F

Flyte enables you to build & deploy data & ML pipelines, hassle-free. The infinitely scalable and flexible workflow orchestration platform that seamlessly unifies data, ML and analytics stacks. Explore and Join the Flyte Community!

Flyte Binary Deployment Scale Issues

Summary

The user is experiencing scale issues with the Flyte Binary deployment on Oracle Cloud Infrastructure. They are considering switching to Flyte Core but are currently facing several problems: 1. The webhook service fails under load, and the current retry limit is insufficient.2. Flyte containers occasionally restart due to health check failures, with one instance consuming 25GB of memory despite having a 32GB limit.3. There is a concern about steadily increasing memory consumption, possibly indicating a memory leak.4. The user inquires about the possibility of increasing the number of replicas for the Flyte Binary, noting that they read it may not be feasible and seeks clarification on this.5. They question whether switching to Flyte Core would allow for more replicas to enhance availability during redeployment.The user also expresses confusion regarding the relevance of leader-election in relation to database usage.

Status
resolved
Tags
  • Oracle Cloud Infrastructure
  • Scale
  • flyte
  • Flyte
  • Deployment Issues
  • Product Help
  • Question
  • Performance
  • Bug Report
Source
#flyte-deployment
    k

    kumare

    10/31/2024

    It is possible, with leader election enabled, but we will have to test it and ensure it does indeed work

    d

    david.espejo

    10/31/2024

    Hey <@U062Y21KSQG> what flyte version are you running? there's a potential memory leak on flyte-binary that was fixed in 1.13.2

    g

    guyarad

    10/31/2024

    Scale issues with Flyte Binary: Hi all, we are deploying Flyte Binary in Oracle Cloud Infra. We should probably switch to Flyte Core deployment but that's what it is for now... We noticed few things:

    1. The webhook service fails under load, and the 10 retries aren't enough.
    2. Flyte containers restarts sometimes (healthcheck fails).
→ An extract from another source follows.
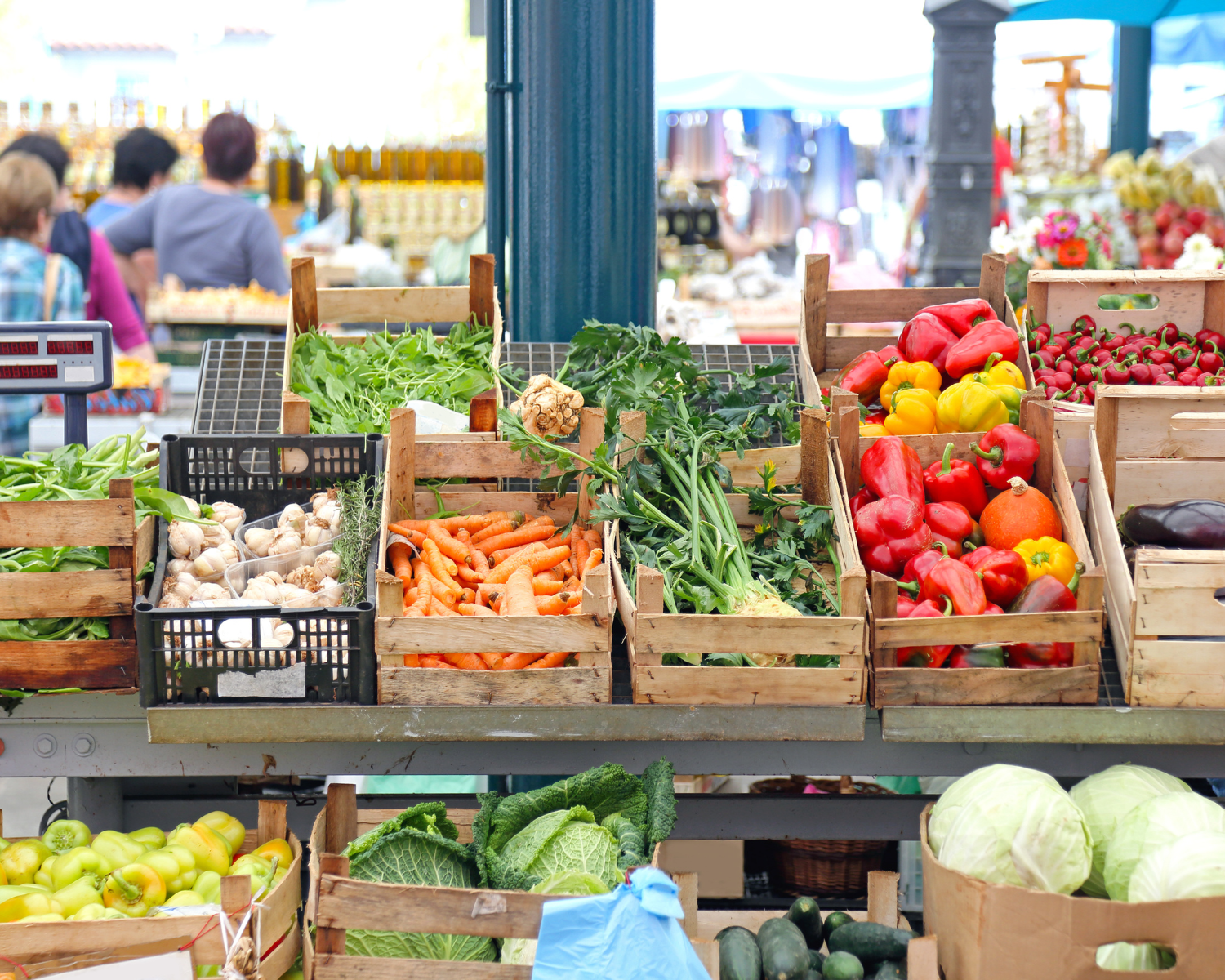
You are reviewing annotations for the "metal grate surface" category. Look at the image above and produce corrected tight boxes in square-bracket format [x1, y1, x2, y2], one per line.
[191, 340, 286, 435]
I don't have a correlation between that and memory consumption but last time it failed Flyte container was used 25GB. The K8s node it was on still had memory available, and the limit I gave was 32GB. How can I diagnose why the health check failed? what should I look for?
    3. Memory consumption: seems like mem consumption steadily increases. Could it have a memory leak or something?
    4. Availability - is it possible to have more replicas for the Flyte binary? I read somewhere that it won't work. Can't seem to find the link. Can you share more details? is it correct? if so, why? and what can be done?
    5. If the answer to #4 is only 1 replica, using Flyte Core changes things? can we have more replicas to increase Flyte availability esp. during re-deployment? Thanks guys!